I can’t imagine a worse “date movie” than Nicolas Roeg’s psychotic 1980 masterpiece “Bad Timing: A Sensual Obsession.” OK, maybe “Cruising,” “A Serbian Film,” or “Irreversible” would be worse … WAAAY worse. But seriously, I don’t want you to underestimate how seriously f–ked up “Bad Timing” is. Art Garfunkel and Theresa Russell probably deliver their best-ever acting performances as a mutually destructive couple from hell. Russell’s character is the stereotypical slutty “crazy woman,” and Russell does play the part very well. Garfunkel plays an unctuous, controlling, co-dependent psychiatrist scumbag who, we later learn, may actually be more deranged than Russell. And, of course, there’s Harvey Keitel (the patron saint of f–ked-up cinema) playing a Viennese detective interrogating Garfunkel’s character about Russell’s suicide attempt, trying to play mind games with someone who is a master of the art. A complex, well-acted, well-written, and well-directed journey into relationship hell. It also has a great use of music, from Tom Waits to Billie Holiday to Keith Jarrett to the Who.

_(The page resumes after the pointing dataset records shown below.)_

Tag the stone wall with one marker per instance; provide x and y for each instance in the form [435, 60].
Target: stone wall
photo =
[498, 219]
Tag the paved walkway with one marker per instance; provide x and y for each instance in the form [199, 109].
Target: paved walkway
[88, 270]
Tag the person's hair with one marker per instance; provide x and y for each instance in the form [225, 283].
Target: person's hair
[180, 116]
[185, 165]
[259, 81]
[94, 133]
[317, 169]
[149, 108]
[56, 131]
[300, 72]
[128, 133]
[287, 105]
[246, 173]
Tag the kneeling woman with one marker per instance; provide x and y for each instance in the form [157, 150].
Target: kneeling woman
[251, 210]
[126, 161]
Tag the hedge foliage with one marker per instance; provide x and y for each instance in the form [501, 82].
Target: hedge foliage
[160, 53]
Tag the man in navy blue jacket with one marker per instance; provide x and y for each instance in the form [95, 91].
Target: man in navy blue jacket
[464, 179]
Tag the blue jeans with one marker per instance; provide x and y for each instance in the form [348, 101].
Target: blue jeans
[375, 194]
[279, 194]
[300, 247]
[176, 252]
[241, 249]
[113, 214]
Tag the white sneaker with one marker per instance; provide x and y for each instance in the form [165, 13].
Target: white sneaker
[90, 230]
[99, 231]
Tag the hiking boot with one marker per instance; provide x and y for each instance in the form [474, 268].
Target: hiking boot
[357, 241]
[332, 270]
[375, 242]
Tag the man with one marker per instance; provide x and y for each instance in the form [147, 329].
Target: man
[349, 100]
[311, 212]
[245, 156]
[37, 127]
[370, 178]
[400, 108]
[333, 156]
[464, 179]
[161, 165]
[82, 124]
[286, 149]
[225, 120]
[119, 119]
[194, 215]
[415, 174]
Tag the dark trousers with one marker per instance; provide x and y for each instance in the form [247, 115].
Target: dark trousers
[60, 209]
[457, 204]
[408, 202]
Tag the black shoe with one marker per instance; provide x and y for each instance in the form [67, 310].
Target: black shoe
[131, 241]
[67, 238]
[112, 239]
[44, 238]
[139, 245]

Here’s Roeg’s effective use of the Who’s “Who Are You” during a couple of crucial scenes:
It was released with an X-rating in the United States, due to nudity, sex, language, and extremely disturbing subject matter. The Criterion Collection had the good taste to release it on DVD in the U.S. and you can watch it for free on Netflix streaming. See it with someone you love.